For example, though Andrade-Linares Protein Tyrosine Kinase inhibitor et al. (2011) did not measure antioxidant or reactive oxygen species production they reported a potential negative, life stage response of the host to FK228 ic50 endophyte colonization. In their study three dark septate endophyte species colonizing tomato (Lycopersicum esculentum) successfully decreased the negative effects of the fungal pathogen Verticillium dahlia but only when the pathogen was presented in low doses. At higher pathogen doses the endophyte effect on host biomass loss was not significantly different from controls. The same study found no significant difference
in terms of reproductive output between E + and E- plants except at the earliest harvest date. Fruit number and biomass at first harvest were significantly higher in E + versus E- hosts.

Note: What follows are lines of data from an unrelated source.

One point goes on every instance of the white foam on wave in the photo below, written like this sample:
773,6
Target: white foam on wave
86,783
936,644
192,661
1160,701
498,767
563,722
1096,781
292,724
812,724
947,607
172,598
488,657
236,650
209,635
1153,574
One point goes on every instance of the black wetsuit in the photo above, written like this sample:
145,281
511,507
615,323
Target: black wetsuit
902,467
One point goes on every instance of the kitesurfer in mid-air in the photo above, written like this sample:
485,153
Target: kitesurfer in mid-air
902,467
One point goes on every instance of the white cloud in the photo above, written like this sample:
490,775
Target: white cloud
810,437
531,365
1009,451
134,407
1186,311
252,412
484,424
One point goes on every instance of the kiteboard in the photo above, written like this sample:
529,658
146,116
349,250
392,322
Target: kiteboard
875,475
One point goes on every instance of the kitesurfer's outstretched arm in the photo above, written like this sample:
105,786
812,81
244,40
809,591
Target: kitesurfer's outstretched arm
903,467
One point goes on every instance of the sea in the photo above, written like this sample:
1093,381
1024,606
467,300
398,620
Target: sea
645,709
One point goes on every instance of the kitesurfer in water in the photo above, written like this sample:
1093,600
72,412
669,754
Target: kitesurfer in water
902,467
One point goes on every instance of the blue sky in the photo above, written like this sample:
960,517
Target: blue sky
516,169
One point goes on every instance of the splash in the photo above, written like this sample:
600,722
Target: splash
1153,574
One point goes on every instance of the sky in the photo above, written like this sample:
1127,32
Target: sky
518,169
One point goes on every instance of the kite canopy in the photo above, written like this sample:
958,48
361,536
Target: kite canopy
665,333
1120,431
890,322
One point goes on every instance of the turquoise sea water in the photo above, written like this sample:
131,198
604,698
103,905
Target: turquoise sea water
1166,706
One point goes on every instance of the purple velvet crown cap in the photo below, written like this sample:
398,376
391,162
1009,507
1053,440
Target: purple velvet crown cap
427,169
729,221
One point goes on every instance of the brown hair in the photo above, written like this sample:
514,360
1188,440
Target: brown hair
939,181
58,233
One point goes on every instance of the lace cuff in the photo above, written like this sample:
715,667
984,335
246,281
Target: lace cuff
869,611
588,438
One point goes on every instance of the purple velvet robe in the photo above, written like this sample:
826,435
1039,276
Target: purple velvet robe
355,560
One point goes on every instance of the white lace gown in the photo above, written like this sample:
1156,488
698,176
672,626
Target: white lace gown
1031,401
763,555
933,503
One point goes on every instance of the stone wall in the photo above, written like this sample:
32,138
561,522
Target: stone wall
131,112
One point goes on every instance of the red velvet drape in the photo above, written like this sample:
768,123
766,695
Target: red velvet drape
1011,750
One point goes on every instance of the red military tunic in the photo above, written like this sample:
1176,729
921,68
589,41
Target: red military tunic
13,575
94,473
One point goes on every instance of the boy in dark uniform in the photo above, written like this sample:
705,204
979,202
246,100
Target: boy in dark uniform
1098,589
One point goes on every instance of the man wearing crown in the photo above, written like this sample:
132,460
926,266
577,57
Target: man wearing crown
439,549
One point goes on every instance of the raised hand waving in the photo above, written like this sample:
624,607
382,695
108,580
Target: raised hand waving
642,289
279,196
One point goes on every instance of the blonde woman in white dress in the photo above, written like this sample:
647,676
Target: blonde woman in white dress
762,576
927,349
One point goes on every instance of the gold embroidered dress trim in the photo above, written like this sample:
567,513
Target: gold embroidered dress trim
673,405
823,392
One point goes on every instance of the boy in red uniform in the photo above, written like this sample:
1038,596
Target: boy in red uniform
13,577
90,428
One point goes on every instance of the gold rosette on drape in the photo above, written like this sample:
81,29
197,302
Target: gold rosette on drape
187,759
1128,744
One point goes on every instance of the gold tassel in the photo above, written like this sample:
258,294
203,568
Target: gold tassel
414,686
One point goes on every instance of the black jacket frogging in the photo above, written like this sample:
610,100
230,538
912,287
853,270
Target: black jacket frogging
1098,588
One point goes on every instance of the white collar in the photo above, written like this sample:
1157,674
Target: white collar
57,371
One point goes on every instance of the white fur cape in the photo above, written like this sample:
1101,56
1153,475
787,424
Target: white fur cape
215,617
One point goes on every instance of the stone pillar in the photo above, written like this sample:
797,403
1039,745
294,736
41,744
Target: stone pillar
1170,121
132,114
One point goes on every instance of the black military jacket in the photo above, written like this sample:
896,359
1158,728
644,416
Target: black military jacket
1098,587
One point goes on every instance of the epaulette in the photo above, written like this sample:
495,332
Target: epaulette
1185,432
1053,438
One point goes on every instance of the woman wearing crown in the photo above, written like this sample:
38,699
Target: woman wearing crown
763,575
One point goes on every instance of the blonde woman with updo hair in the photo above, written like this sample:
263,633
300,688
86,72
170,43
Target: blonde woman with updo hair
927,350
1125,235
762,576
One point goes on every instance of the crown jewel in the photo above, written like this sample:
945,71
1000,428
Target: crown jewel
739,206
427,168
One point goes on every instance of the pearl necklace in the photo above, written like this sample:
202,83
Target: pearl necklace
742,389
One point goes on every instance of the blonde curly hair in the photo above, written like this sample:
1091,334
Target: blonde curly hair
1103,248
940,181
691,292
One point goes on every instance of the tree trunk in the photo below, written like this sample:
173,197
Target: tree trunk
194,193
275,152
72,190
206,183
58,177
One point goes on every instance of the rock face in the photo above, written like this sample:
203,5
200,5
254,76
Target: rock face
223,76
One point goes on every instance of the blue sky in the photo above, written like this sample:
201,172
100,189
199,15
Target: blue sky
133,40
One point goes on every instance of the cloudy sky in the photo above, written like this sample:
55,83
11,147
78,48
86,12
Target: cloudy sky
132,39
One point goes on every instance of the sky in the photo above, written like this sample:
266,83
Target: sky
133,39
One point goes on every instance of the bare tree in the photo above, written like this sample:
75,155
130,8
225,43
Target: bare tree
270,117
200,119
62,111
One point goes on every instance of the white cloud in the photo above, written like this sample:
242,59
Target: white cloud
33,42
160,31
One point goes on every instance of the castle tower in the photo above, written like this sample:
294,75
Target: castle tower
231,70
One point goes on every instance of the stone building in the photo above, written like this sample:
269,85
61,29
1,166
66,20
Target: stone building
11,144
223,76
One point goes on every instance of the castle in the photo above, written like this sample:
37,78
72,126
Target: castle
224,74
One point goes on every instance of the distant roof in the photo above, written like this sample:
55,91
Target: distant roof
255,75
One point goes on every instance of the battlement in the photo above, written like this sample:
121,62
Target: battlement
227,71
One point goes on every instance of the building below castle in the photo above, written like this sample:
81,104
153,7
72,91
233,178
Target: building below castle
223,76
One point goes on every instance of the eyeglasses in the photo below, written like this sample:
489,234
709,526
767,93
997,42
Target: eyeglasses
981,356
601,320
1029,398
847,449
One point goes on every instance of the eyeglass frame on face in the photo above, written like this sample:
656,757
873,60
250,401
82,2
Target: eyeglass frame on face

Thus positive impacts on host vegetative growth and reproductive output appear to be life stage dependent, but whether they extend to increased host lifetime fitness has not been determined. Shoot and whole plant endophytes
Several studies on various host species and their shoot associated fungal endophytes support increased host stress tolerance due to increased antioxidant production in E + hosts (Table 1) compared to E- hosts. A comparison of cellular level reactive oxygen species scavenging activity in Phyllosticta colonized versus E- Guazuma tomentosa revealed significantly higher scavenging activity in the former (Srinivasan E7080 in vivo et al. 2010). Neotyphodium–endophyte colonized grasses showed significantly higher glutamine synthetase and total amino acid activity (Lyons et al. 1990) in response to nutrient treatments which positively correlated with host biomass. In response to temperature, ID-8 drought, and salt stress, E + hosts produced significantly more biomass than their E- counterparts (Redman et al. 2001 and 2002; Márquez et al. 2007; Rodriguez et al. 2008; Redman et al. 2011). Regardless of plant host or fungal endophyte genera, symbiosis resulted in increased plant biomass production
and/or survival in response to all three stress treatments and the mechanism appeared to be increased antioxidant activity leading to higher reactive oxygen species scavenging rates and lower reactive oxygen species accumulation in E + host tissues (Rodriguez et al. 2008). This leads to the general conclusion that habitat-specific stress tolerance can be effectively conferred via symbiotic interactions with fungal endophytes from diverse genera (Rodriguez et al. 2008). Additional studies reported a virus present in the endophyte Curvularia protuberata was needed for the endophyte to confer heat tolerance (Márquez et al. 2007). Both a monocot and dicot colonized by the virus-endophyte combination were able to successfully tolerate root zone temperatures of up to 65°C.